What I’m noticing today is the horizon. In Cincinnati, we’re in the eastern part of the Midwest. We have plenty of hills, and when they’re nicely wooded or fielded, they’re quite lovely. Not anything much to write home about, nothing of a dramatic nature, really. They’re also not very high. You get up to maybe 500 feet.
What this does to the horizon is that you don’t particularly notice it. A few rolling hills — it all looks the same. The horizon is just where the land ends and the sky begins. Is it far away? Sure. Probably. Who cares?
Here in Boulder, the horizon is vastly different. I get both the horizon of the plains, and the horizon of the mountains. Boulder isn’t a mountain town, but it’s about as close as you can get to the mountains without being a mountain town. We are smack up against the base of the Front Range of the Rockies. Trust me, they are considerably higher than 500 feet.
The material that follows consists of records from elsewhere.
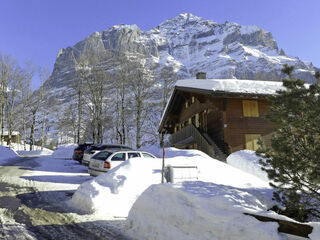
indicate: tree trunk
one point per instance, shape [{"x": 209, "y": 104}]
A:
[
  {"x": 123, "y": 141},
  {"x": 79, "y": 115},
  {"x": 43, "y": 130},
  {"x": 138, "y": 126},
  {"x": 32, "y": 130}
]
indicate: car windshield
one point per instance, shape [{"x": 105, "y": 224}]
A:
[
  {"x": 147, "y": 155},
  {"x": 102, "y": 155}
]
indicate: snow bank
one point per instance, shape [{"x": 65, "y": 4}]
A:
[
  {"x": 19, "y": 148},
  {"x": 7, "y": 153},
  {"x": 114, "y": 193},
  {"x": 35, "y": 152},
  {"x": 315, "y": 235},
  {"x": 233, "y": 85},
  {"x": 64, "y": 151},
  {"x": 247, "y": 161},
  {"x": 197, "y": 210}
]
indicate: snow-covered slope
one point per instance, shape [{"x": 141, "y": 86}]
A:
[
  {"x": 190, "y": 44},
  {"x": 186, "y": 44}
]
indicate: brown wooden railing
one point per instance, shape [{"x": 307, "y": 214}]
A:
[{"x": 192, "y": 131}]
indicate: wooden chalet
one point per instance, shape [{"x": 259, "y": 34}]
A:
[{"x": 218, "y": 116}]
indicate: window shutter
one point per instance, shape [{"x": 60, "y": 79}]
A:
[
  {"x": 250, "y": 108},
  {"x": 252, "y": 141}
]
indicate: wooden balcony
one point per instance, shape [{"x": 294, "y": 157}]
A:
[{"x": 190, "y": 135}]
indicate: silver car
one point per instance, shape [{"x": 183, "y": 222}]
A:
[
  {"x": 97, "y": 148},
  {"x": 103, "y": 161}
]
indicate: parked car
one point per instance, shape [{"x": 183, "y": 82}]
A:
[
  {"x": 79, "y": 151},
  {"x": 88, "y": 153},
  {"x": 103, "y": 161}
]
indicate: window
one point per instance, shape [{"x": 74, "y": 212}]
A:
[
  {"x": 252, "y": 141},
  {"x": 132, "y": 155},
  {"x": 250, "y": 108},
  {"x": 119, "y": 157},
  {"x": 102, "y": 155},
  {"x": 197, "y": 120},
  {"x": 147, "y": 155}
]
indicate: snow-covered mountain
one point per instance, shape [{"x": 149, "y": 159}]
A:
[
  {"x": 187, "y": 43},
  {"x": 191, "y": 44}
]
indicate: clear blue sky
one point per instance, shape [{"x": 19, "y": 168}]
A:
[{"x": 36, "y": 29}]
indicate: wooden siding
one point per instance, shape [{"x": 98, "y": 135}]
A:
[{"x": 237, "y": 126}]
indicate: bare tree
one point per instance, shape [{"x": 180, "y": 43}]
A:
[
  {"x": 82, "y": 76},
  {"x": 26, "y": 97},
  {"x": 121, "y": 84},
  {"x": 36, "y": 101},
  {"x": 142, "y": 85},
  {"x": 5, "y": 65},
  {"x": 15, "y": 82}
]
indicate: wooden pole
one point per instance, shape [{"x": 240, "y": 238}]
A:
[
  {"x": 293, "y": 228},
  {"x": 162, "y": 171}
]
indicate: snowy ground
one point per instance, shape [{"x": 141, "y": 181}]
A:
[
  {"x": 210, "y": 207},
  {"x": 34, "y": 192}
]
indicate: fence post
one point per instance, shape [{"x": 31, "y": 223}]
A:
[{"x": 162, "y": 170}]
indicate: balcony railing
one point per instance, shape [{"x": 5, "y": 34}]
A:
[{"x": 190, "y": 134}]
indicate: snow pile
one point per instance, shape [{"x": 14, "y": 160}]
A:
[
  {"x": 197, "y": 210},
  {"x": 42, "y": 152},
  {"x": 247, "y": 161},
  {"x": 64, "y": 151},
  {"x": 114, "y": 193},
  {"x": 19, "y": 148},
  {"x": 120, "y": 187},
  {"x": 233, "y": 85},
  {"x": 7, "y": 153}
]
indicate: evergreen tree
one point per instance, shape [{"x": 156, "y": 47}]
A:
[{"x": 293, "y": 160}]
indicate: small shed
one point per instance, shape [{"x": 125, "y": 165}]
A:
[
  {"x": 15, "y": 136},
  {"x": 219, "y": 116}
]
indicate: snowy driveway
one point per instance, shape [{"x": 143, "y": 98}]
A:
[{"x": 34, "y": 194}]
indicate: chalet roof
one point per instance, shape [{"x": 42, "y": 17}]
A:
[
  {"x": 256, "y": 87},
  {"x": 222, "y": 88}
]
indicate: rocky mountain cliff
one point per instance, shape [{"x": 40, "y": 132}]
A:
[
  {"x": 190, "y": 44},
  {"x": 187, "y": 43}
]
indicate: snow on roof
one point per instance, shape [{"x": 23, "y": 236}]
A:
[{"x": 233, "y": 85}]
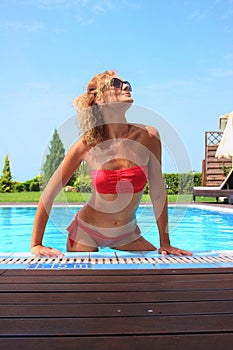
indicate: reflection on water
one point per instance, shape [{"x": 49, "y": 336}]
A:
[{"x": 190, "y": 228}]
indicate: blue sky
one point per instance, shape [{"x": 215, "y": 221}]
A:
[{"x": 178, "y": 55}]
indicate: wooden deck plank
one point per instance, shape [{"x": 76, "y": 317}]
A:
[
  {"x": 117, "y": 309},
  {"x": 116, "y": 297},
  {"x": 149, "y": 342},
  {"x": 117, "y": 326},
  {"x": 120, "y": 287},
  {"x": 121, "y": 309}
]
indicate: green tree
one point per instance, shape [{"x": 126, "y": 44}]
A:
[
  {"x": 54, "y": 157},
  {"x": 6, "y": 183}
]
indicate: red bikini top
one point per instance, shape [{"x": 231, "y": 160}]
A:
[{"x": 129, "y": 180}]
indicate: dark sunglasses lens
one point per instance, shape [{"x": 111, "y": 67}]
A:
[
  {"x": 130, "y": 87},
  {"x": 116, "y": 83}
]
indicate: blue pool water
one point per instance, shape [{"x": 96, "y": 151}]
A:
[{"x": 191, "y": 228}]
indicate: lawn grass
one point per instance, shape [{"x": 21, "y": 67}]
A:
[{"x": 33, "y": 197}]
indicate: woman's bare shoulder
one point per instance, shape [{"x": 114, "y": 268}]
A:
[{"x": 147, "y": 130}]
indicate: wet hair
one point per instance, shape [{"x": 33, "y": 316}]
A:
[{"x": 89, "y": 112}]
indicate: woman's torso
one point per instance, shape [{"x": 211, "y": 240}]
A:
[{"x": 124, "y": 159}]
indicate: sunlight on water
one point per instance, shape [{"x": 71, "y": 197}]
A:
[{"x": 190, "y": 228}]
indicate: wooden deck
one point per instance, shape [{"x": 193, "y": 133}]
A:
[{"x": 116, "y": 309}]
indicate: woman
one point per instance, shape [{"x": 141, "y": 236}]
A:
[{"x": 121, "y": 157}]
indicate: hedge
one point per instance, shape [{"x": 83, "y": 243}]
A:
[{"x": 174, "y": 183}]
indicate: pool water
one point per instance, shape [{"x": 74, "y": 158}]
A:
[{"x": 191, "y": 228}]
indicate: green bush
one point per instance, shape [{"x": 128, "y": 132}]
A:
[
  {"x": 181, "y": 183},
  {"x": 83, "y": 184},
  {"x": 18, "y": 186}
]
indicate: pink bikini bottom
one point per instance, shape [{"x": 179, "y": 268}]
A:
[{"x": 84, "y": 233}]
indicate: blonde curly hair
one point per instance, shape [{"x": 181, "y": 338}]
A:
[{"x": 89, "y": 112}]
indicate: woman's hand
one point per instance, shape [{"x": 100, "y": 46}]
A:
[
  {"x": 168, "y": 249},
  {"x": 40, "y": 250}
]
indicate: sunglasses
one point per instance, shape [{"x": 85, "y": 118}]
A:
[{"x": 118, "y": 84}]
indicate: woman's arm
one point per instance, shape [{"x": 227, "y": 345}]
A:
[
  {"x": 158, "y": 194},
  {"x": 59, "y": 179}
]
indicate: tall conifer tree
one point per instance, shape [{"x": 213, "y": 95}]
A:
[
  {"x": 6, "y": 184},
  {"x": 54, "y": 157}
]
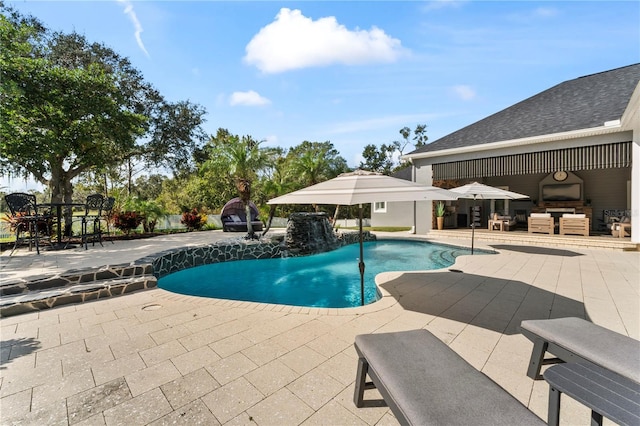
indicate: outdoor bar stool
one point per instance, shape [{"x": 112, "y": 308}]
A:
[
  {"x": 90, "y": 221},
  {"x": 26, "y": 219},
  {"x": 107, "y": 210}
]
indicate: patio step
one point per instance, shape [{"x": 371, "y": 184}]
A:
[
  {"x": 23, "y": 297},
  {"x": 543, "y": 240}
]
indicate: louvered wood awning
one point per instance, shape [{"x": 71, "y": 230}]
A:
[{"x": 579, "y": 158}]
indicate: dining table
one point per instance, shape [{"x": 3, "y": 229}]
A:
[{"x": 59, "y": 245}]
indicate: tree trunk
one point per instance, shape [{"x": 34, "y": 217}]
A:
[{"x": 272, "y": 211}]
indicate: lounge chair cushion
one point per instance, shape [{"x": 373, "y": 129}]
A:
[
  {"x": 426, "y": 382},
  {"x": 591, "y": 342}
]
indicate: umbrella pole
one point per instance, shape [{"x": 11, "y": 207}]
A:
[
  {"x": 473, "y": 223},
  {"x": 361, "y": 261}
]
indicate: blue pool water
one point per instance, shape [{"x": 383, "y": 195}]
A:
[{"x": 327, "y": 280}]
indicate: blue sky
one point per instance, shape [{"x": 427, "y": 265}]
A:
[{"x": 353, "y": 72}]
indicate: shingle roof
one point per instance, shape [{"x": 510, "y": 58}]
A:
[{"x": 581, "y": 103}]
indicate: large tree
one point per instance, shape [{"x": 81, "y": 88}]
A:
[
  {"x": 315, "y": 162},
  {"x": 68, "y": 106}
]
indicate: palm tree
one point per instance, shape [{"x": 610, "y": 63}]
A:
[
  {"x": 245, "y": 159},
  {"x": 278, "y": 183}
]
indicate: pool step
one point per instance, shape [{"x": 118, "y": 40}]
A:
[{"x": 22, "y": 298}]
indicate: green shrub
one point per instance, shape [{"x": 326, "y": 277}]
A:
[
  {"x": 193, "y": 220},
  {"x": 127, "y": 221}
]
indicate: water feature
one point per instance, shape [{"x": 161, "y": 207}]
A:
[{"x": 309, "y": 233}]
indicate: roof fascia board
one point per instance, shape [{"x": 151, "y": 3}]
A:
[
  {"x": 631, "y": 117},
  {"x": 535, "y": 140}
]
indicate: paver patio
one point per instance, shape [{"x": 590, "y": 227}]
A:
[{"x": 154, "y": 357}]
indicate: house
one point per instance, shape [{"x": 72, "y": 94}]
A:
[{"x": 574, "y": 147}]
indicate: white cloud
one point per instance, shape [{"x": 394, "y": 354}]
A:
[
  {"x": 464, "y": 92},
  {"x": 128, "y": 9},
  {"x": 249, "y": 98},
  {"x": 442, "y": 4},
  {"x": 294, "y": 41},
  {"x": 545, "y": 12}
]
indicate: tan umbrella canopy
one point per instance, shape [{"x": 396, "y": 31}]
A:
[
  {"x": 479, "y": 191},
  {"x": 363, "y": 187}
]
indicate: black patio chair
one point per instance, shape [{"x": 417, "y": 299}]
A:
[
  {"x": 107, "y": 211},
  {"x": 29, "y": 224},
  {"x": 90, "y": 221}
]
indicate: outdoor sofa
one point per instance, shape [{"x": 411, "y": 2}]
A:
[
  {"x": 574, "y": 224},
  {"x": 541, "y": 223}
]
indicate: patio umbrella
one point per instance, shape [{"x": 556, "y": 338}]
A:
[
  {"x": 363, "y": 187},
  {"x": 479, "y": 191}
]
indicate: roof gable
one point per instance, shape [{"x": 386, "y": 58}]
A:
[{"x": 582, "y": 103}]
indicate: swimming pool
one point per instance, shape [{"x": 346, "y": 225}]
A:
[{"x": 326, "y": 280}]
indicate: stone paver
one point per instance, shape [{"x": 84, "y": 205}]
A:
[{"x": 191, "y": 360}]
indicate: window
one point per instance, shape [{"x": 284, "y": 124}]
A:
[{"x": 380, "y": 207}]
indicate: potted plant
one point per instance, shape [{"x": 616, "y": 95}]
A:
[{"x": 440, "y": 209}]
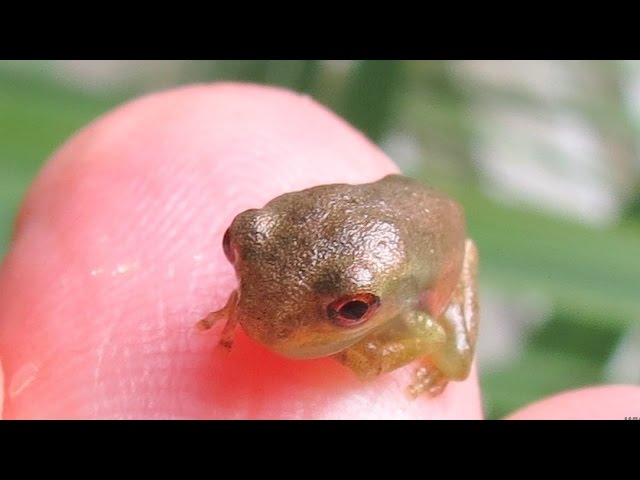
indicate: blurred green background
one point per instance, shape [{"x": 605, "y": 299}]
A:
[{"x": 543, "y": 155}]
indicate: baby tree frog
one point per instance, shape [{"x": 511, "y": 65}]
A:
[{"x": 375, "y": 275}]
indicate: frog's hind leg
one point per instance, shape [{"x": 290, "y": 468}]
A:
[
  {"x": 460, "y": 322},
  {"x": 227, "y": 312}
]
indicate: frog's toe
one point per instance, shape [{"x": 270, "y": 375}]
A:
[{"x": 428, "y": 380}]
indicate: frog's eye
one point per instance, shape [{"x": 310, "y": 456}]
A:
[
  {"x": 226, "y": 246},
  {"x": 353, "y": 310}
]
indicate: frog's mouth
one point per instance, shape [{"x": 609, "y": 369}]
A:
[{"x": 308, "y": 349}]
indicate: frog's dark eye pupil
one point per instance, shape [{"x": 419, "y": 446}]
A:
[
  {"x": 226, "y": 246},
  {"x": 353, "y": 310}
]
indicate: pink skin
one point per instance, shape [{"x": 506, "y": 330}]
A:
[{"x": 117, "y": 255}]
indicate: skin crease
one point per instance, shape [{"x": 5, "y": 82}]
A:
[{"x": 116, "y": 255}]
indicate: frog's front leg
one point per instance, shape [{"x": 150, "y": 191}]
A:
[
  {"x": 394, "y": 347},
  {"x": 460, "y": 322}
]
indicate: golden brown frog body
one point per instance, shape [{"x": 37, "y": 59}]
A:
[{"x": 376, "y": 275}]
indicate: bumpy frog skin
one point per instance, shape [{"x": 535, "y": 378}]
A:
[{"x": 375, "y": 275}]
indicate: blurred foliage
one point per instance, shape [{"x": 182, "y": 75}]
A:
[{"x": 592, "y": 275}]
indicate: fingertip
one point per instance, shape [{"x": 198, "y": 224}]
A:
[{"x": 610, "y": 402}]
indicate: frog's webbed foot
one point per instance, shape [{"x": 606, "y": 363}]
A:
[
  {"x": 429, "y": 380},
  {"x": 227, "y": 312}
]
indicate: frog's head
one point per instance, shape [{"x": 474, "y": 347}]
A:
[{"x": 313, "y": 279}]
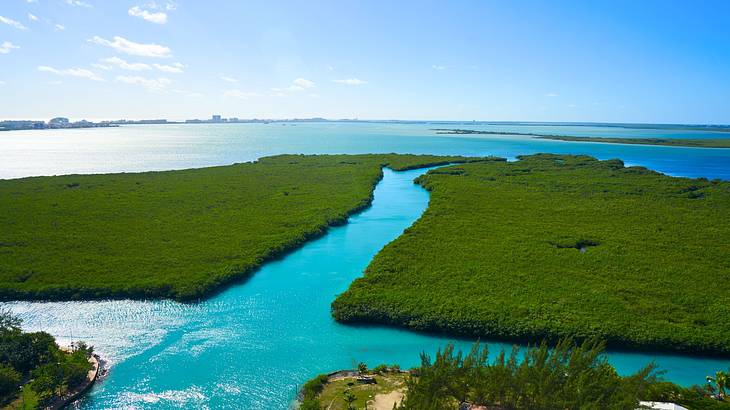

The front slabs, called “the Flatirons” here, are made of the Madison limestone formation, pushed way out of the horizontal by eons of continental drift, and geologic uplift.
Between the mountains and the plains, the eye can’t stop moving, and the horizon zooms out hundreds of miles.
But home is still home, and I suppose I’ll end up back there, right on schedule.
Oh I wish I could save myself from this habit of going home…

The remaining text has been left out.